Ordinary Pleasures: Lifestyle music from Toro y Moi

outer peace

Streaming platforms haven’t just changed the way we consume music; they have imposed a new set of aesthetic assumptions on how music is produced, optimized to provide a sense of discovery but also a comforting familiarity. At its worst, this new set of values can metastasize into what critic Jon Caramanica derides as “Spotify-core”—a milquetoast mélange of tepid R&B, middle-of-the-road pop, sleepy electronica, and anonymous folk. It’s an algorithmic blend designed as lifestyle music—airbrushed eclecticism that can be turned on and then tuned out, the unobtrusive soundtrack to daily chores or errands. But what if there is a version of the streaming ethos that perfects the underlying value proposition, offering off-handed variety, glistening surfaces, and compositions that work as mood music but also reward closer scrutiny? And what if—and try to keep an open mind here—you could do it not with a playlist but with a traditional album, short, sweet, and to the point? Leave it to Chaz Bear—the synth-pop maestro behind Toro y Moi—to pull it off.

You could make an argument for Bear as an early adopter of the streaming ethos; as far back as 2011’s sublime Underneath the Pines, he seamlessly merged bedroom acoustics with wispy Beach Boys harmonies, DIY electronic effects, and an unerring instinct for earworms, camouflaging his playful invention with a shimmering, luxurious sheen. He’s been both refining his approach and trending pop-ward ever since, and the new Outer Peace feels as tight, as tidy, and as tuneful as any Toro y Moi record yet. It’s a modest but appealing confection that embraces the boundaryless nature of music consumption in the digital world, and its breadth and virtuosity hide in plain sight behind its placid exteriors. Bear’s gift is in retrofitting the porous ambiance of an effective playlist to the scrupulous construction of the album format, and the most conservative features of Outer Peace also happen to be its most bracing: Consider its 10-song, 30-minute programming, which feels like the relic of a bygone era; listen to how Bear ends the record with the piano-and-Autotune power ballad “50-50,” pop so earnest and straightforward it feels like a tectonic shift following all gentle weirdness that proceeds it.

That weirdness comes from Bear’s hodgepodge assembly of sounds and influences, pieced together with musical and emotional logic that help the album go down smooth. The ideal for any Toro y Moi song is something that works equally well as pop or simply as a vibe, and the best songs here land squarely in both camps. Listen to the carefully-orchestrated elevator exotica of “Fading,” where tinkling chimes and chintzy percussion offset the red-bloodedness of Bear’s ecstatic, Prince-ly woops and wails. “Ordinary Pleasures” starts from a place of zen—you’ll hear the calming sound of gently running water—before it settles into am amiable uptown groove. “Laws of the Universe” reveals a composer whose love of dance music runs through the populist nostalgia of Daft Punk, and whose crate-digging geekery leaves room for in-jokes about LCD Soundsystem. “Miss Me,” a haunted chillwave ballad with guest vocals from Abra, is a master class in evocation; it sounds like its decomposing in real time, the song’s bitter sadness consuming it from the inside out. And “Freelance” is a testament to how Bear makes even his quirkiest moments feel graceful; a vocal stammer provides the song with its indelible hiccup of a hook.

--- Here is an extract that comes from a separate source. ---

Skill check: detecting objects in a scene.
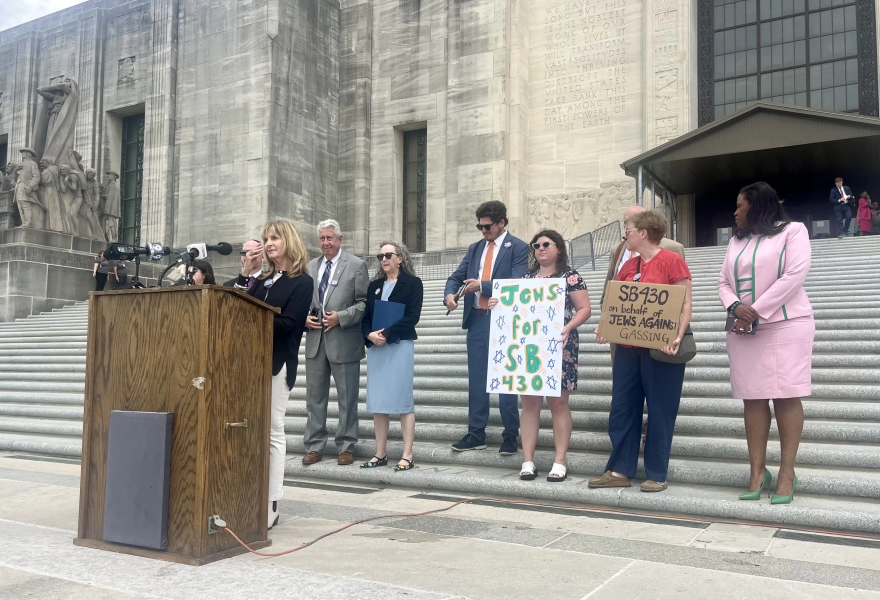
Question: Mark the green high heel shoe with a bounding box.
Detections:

The album is too small, too unassuming, too caught up in its ordinary pleasures to qualify as a statement—and Bear doesn’t intend it as one. Think of it more as a Choose Your Own Adventure, a record that lets you decide how you want to use it. “This record is a response to how disposable culture has become and how it affects creativity,” he’s stated. “While listening, you might pay attention or ignore—either way that’s ok, this is music for a creative mind.” So, it’s a low-key party album for introverts, or a fecund marinade for wandering minds, or both—lifestyle music for anyone who wants the freedom to just let songs wash over them, crafted with enough detail and care to reward anyone who listens closely.